25-04-2022

1. Purpose

The Personal Data Protection Policy is a measure of proactive responsibility that aims to ensure compliance with applicable legislation in this area and in relation to this, respect for the right to honor and privacy in the processing of personal data of all persons who are related to the Company. In development of the provisions of this Personal Data Protection Policy, the Principles governing the processing of data in the organization are established, and consequently, the procedures, and the organizational and security measures that the persons affected by this Policy undertake to implement in their area of responsibility. To this end, the Management shall assign responsibilities to the personnel involved in data processing operations.

2. Scope of application

This Personal Data Protection Policy shall apply to the Company, its directors, officers, and employees, as well as to all persons who deal with it, expressly including service providers with access to data (“Data Processors”).

3. Principles of personal data processing

As a general principle, The Company will scrupulously comply with the legislation on personal data protection and must be able to prove it (Principle of “proactive responsibility”), paying special attention to those processing operations that may entail a higher risk for the rights of the affected parties (Principle of “risk approach”). In relation to the above CYTES BIOTECHNOLOGIES S.L. will ensure compliance with the following Principles:

•  Lawfulness, loyalty, transparency, and purpose limitation. The data processing must always be informed to the affected party, through clauses and other procedures; and will only be considered legitimate if there is consent for the processing of data (with special attention to that provided by minors), or has other valid legitimacy and the purpose of the same is in accordance with regulations.

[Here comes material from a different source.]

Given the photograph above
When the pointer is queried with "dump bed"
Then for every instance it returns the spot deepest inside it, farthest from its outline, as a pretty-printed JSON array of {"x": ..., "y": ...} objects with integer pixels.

• Data minimization. The data processed must be adequate, relevant and limited to what is necessary in relation to the purposes of the processing.
• Accuracy. The data shall be accurate and, if necessary, updated. In this regard, the necessary measures shall be taken to ensure that personal data that are inaccurate with respect to the purposes of the processing are deleted or rectified without delay.
• Limitation of the retention period. The data will be kept in a form that allows the identification of the data subjects for no longer than is necessary for the purposes of the processing.
• Integrity and Confidentiality. Data shall be processed in such a way as to ensure appropriate security of personal data, including protection against unauthorized or unlawful processing and against accidental loss, destruction, or damage, by implementing appropriate technical or organizational measures.
• Transfer of data. It is forbidden to purchase or obtain personal data from illegitimate sources or in those cases where such data have been collected or transferred in contravention of the law or where their legitimate origin is not sufficiently guaranteed.
• Hiring of suppliers with access to data. Only suppliers that offer sufficient guarantees to apply appropriate technical and security measures in the processing of data will be chosen for contracting. With these third parties, the appropriate agreement in this regard shall be documented.
• International data transfers. Any processing of personal data subject to European Union regulations that involve a transfer of data outside the European Economic Area must be carried out in strict compliance with the requirements established in the applicable law.
• Rights of data subjects. The Company will facilitate the exercise of the rights of access, rectification, deletion, limitation of processing, opposition and portability to the affected parties, establishing for this purpose the internal procedures, and in particular the models for its exercise that are necessary and appropriate, which must satisfy, at least, the legal requirements applicable in each case.